How can I create a random uniform distribution between 0 (which is excluded) and 10 (included).
That is, the range is between 0 and 10, but 0 itself cannot be included.

``````using Distributions
rand(Uniform(0, 10)
``````

Using `rand(Uniform(>0, 10)` does not work.

1 Like

Technically, the endpoints have a very small probability (theoretically 0, in practice \approx0 because of floating point). Depending on your application, you can reject and redraw.

Minimal example:

``````using Random

"`Uniform(0,b)`, with `0` excluded for sure, and we really mean it."
struct PositiveUniform{T}
b::T
end

function Base.rand(rng::Random.AbstractRNG, pu::PositiveUniform)
while true
r = rand(rng)
r > 0 && return r * pu.b
end
end

rand(PositiveUniform(10))
``````

I am curious why you expected it to work. Adding a closing `)`,

``````julia> rand(Uniform(>0, 10))
ERROR: syntax: ">" is not a unary operator
``````

informs you that it fails at parsing `>0`. You are dealing with a programming language, and can’t just make up arbitrary expressions and hope it will do something sensible.

10 Likes

`rand()` samples a random uniform in [0,1), so 1-rand() is a random uniform in `(0,1]`, and `10*(1-rand())` isa rnadom uniform in `(0,10]`.

This is because the PRNG used (and most PRNGS) generate random unsigned integers, and then mask them to produce a number between `1.0` and `prevfloat(2.0)`.

``````julia> bitstring(1.0)
"0011111111110000000000000000000000000000000000000000000000000000"

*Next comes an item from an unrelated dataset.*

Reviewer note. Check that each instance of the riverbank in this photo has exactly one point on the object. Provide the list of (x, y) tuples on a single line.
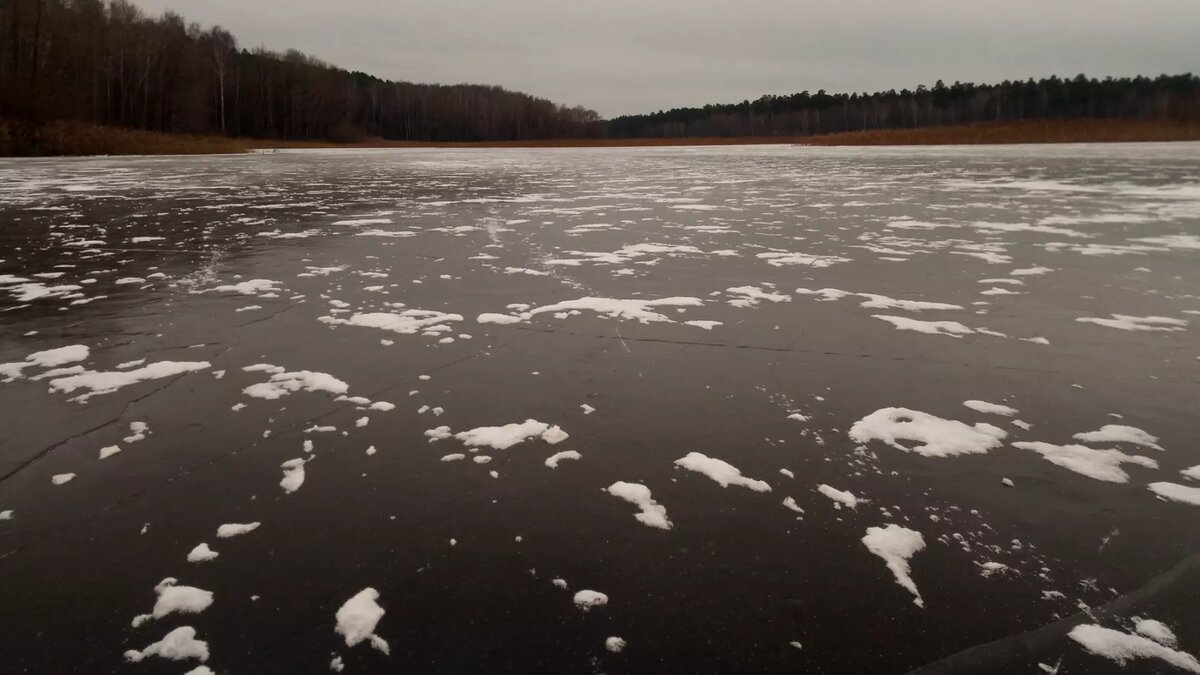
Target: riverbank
[(79, 138)]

julia> bitstring(prevfloat(2.0))
"0011111111111111111111111111111111111111111111111111111111111111"
``````

The last 52 bits are the fraction component. By generating a random unsigned integer, and setting the first 12 bits to `001111111111`, you get a random `Float64` between 1.0 and `prevfloat(2.0)`.
Then, most random number generators subtract 1, to get the `[0,1)` range.
In principle, you could skip a step and use:

``````using Random
2.0 - rand(Random.GLOBAL_RNG, Random.SamplerTrivial(Random.CloseOpen12(Float64)))
``````

``````@inline mask(x::UInt64) = reinterpret(Float64,(x & 0x000fffffffffffff) | 0x3ff0000000000000)
@inline mask(x::UInt32) = reinterpret(Float32,(x & 0x007fffff) | 0x3f800000)

``````

You can look at the Julia code for `rand` functions here.

12 Likes

Thank you for your replies. I confess I don’t really understand them - they are at a higher level of coding/Julia than I am currently at, but I understand it is not as straightforward as I had hoped. Nonetheless I will go over and try to understand them.

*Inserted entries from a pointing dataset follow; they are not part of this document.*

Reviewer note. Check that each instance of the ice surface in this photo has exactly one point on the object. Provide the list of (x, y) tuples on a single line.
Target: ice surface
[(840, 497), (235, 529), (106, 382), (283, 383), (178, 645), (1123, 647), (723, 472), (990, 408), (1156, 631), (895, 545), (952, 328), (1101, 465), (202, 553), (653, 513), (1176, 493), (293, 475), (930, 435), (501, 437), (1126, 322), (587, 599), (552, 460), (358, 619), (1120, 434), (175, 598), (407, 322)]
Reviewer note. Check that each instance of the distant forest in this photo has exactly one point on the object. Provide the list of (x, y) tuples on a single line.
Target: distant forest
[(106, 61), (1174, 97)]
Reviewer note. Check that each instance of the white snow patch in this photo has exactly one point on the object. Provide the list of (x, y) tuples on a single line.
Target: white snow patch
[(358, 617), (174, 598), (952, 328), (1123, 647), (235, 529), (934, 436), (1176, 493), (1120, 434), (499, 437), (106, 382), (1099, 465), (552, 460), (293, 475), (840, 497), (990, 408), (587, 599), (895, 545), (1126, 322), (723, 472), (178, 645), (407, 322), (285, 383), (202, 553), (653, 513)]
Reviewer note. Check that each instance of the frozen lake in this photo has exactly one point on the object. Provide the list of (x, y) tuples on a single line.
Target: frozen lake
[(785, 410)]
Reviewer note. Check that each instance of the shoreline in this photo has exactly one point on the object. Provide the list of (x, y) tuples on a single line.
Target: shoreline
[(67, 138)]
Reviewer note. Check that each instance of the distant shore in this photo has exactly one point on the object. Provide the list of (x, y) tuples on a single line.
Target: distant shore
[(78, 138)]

Could someone please explain what the difference between `[0, 1)` and `(0, 1]` is?

Do you recommend I use the `Random` instead of `Distributions` package, because the `rand()` in `Random` already samples a random uniform number (or did I misunderstand)?

Maybe you tell us what you are up to. You didn’t even tell if you look for integer or floating point numbers, maybe that’s the reason why you are now confused (all the floating point intrinsics)?

2 Likes

It’s not code, but standard math notation for open and closed intervals.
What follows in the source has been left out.